Spending Actually $121 Bill Higher

John Seiler:

The wrangling over the $12 billion in taxes in Gov. Jerry Brown’s proposed 2011-12 budget of $86 billion usually ignores something: All the federal tax money California gets. The Bee reports:

The federal government gave California’s state government $120.7 billion in the 2009-10 fiscal year to underwrite education, health services, welfare grants and dozens of other programs, a very detailed new report from the state auditor’s office reveals.

More than a sixth of the money – $23 billion – may have been a one-time injection of funds, however, because it came from the American Recovery and Reinvestment Act of 2009, otherwise known as “stimulus.” Those funds eased the state’s budget crisis, especially in education finance, and their disappearance has exacerbated the current budget deficit.

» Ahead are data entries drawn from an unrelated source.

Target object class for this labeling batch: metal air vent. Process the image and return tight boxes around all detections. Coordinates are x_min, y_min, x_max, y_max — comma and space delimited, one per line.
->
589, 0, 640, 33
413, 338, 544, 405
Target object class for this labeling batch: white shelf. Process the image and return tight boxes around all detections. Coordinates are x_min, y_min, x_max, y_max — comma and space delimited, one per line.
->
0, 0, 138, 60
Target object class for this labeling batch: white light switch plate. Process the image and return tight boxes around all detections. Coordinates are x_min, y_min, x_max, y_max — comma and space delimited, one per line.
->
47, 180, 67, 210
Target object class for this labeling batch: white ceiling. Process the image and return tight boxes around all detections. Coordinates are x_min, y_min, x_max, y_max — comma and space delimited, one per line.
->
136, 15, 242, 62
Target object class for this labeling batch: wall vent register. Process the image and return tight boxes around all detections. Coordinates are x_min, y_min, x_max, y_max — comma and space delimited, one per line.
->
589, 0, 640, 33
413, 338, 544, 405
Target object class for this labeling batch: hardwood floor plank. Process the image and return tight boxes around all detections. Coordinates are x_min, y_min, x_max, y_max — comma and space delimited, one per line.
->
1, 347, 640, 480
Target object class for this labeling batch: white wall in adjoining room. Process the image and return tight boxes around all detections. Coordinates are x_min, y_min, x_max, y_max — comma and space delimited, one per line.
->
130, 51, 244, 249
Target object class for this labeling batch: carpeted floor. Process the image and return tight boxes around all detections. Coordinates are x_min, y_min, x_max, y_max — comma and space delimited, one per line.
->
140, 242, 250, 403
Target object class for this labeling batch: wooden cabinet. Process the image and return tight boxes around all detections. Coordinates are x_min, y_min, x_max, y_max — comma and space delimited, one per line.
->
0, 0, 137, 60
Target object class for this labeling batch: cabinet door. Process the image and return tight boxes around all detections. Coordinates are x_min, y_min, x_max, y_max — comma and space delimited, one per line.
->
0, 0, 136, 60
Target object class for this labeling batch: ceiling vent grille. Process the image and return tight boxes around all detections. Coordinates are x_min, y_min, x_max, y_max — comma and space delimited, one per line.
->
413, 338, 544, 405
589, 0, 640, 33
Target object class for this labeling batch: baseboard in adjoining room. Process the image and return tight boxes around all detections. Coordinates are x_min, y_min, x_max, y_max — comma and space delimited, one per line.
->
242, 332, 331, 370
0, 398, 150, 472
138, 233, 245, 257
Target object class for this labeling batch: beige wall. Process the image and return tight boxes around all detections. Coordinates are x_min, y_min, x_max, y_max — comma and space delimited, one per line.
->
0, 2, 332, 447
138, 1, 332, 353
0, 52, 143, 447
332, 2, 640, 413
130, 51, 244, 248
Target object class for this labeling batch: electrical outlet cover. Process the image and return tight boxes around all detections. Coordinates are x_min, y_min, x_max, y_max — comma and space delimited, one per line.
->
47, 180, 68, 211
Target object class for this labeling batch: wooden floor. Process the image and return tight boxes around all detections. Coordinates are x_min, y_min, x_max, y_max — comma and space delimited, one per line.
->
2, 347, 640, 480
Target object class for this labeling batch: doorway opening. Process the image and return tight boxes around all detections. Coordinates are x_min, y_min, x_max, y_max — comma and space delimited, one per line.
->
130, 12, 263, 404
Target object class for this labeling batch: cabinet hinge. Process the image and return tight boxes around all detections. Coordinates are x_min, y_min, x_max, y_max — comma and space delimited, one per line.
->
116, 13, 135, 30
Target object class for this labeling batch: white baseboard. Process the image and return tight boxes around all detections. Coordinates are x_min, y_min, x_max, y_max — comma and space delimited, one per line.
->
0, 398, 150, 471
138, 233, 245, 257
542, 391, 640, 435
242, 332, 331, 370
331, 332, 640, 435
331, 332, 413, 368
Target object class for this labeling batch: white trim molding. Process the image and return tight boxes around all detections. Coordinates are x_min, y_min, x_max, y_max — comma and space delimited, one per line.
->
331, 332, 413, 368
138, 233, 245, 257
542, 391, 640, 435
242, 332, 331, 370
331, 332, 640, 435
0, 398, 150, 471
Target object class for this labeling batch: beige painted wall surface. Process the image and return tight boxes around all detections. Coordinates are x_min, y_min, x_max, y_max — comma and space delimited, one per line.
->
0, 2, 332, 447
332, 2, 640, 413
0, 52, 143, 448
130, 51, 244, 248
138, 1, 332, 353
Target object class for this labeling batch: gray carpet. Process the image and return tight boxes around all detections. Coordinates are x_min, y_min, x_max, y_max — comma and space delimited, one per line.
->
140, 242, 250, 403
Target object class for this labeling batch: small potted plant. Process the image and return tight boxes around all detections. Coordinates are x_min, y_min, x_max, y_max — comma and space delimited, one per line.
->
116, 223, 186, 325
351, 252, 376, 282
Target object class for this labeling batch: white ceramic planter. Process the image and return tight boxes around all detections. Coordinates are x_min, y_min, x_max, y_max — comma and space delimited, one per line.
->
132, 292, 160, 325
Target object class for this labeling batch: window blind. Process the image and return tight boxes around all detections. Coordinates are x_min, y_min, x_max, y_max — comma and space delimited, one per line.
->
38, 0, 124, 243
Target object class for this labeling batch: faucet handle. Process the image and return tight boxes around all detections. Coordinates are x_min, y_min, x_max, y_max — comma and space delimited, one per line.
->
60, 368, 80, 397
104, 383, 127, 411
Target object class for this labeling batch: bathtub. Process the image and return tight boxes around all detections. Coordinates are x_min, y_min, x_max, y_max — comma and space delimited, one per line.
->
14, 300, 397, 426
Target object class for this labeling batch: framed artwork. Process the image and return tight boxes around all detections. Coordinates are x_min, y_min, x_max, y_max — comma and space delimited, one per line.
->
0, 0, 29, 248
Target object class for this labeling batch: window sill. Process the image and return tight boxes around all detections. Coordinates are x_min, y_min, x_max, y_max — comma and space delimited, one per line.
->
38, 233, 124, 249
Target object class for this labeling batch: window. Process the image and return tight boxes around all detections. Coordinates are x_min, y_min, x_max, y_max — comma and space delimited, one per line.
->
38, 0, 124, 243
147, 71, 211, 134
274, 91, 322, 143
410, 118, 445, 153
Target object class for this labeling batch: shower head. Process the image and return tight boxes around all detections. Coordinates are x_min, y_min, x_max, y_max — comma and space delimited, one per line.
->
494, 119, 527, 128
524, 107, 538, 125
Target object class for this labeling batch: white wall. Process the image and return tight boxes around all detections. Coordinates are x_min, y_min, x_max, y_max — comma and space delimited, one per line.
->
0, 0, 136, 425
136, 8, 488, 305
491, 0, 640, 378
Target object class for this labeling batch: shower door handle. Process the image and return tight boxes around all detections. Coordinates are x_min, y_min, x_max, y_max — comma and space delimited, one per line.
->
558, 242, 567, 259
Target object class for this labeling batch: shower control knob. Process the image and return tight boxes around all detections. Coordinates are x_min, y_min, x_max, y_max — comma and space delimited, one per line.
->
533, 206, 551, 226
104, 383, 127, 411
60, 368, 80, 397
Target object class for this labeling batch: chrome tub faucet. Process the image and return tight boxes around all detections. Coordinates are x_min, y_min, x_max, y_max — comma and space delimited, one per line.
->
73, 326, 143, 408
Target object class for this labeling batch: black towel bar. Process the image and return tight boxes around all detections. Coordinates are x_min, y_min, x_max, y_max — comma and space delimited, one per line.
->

Overall, the federal payments to California involve more than 350 specific programs or “program clusters.”

There area 350 specific programs? That alone explains much of the state’s fiscal problems. The federal government first taxes us, filters our tax money through the vast Washington bureaucracy, then dribbles a fraction of the money back to us in 350 micro-managed “program clusters.”

And it’s just going to get worse as the Obamacare Sovietized medicine scheme is imposed.

Because Republicans took over the U.S. House of Representatives in January, they’re going to cut most of the Obama and Bush (lest’s not forget that Republican president) “stimulus” money of recent years. That money helped California avoid stiffer budget cuts in recent years — cuts that, if made then, would not need to be made now.

But in our calculations on the state budget, we never should forget all that largess coming from the federal treasury after the IRS grabbed it from taxpayers across the land.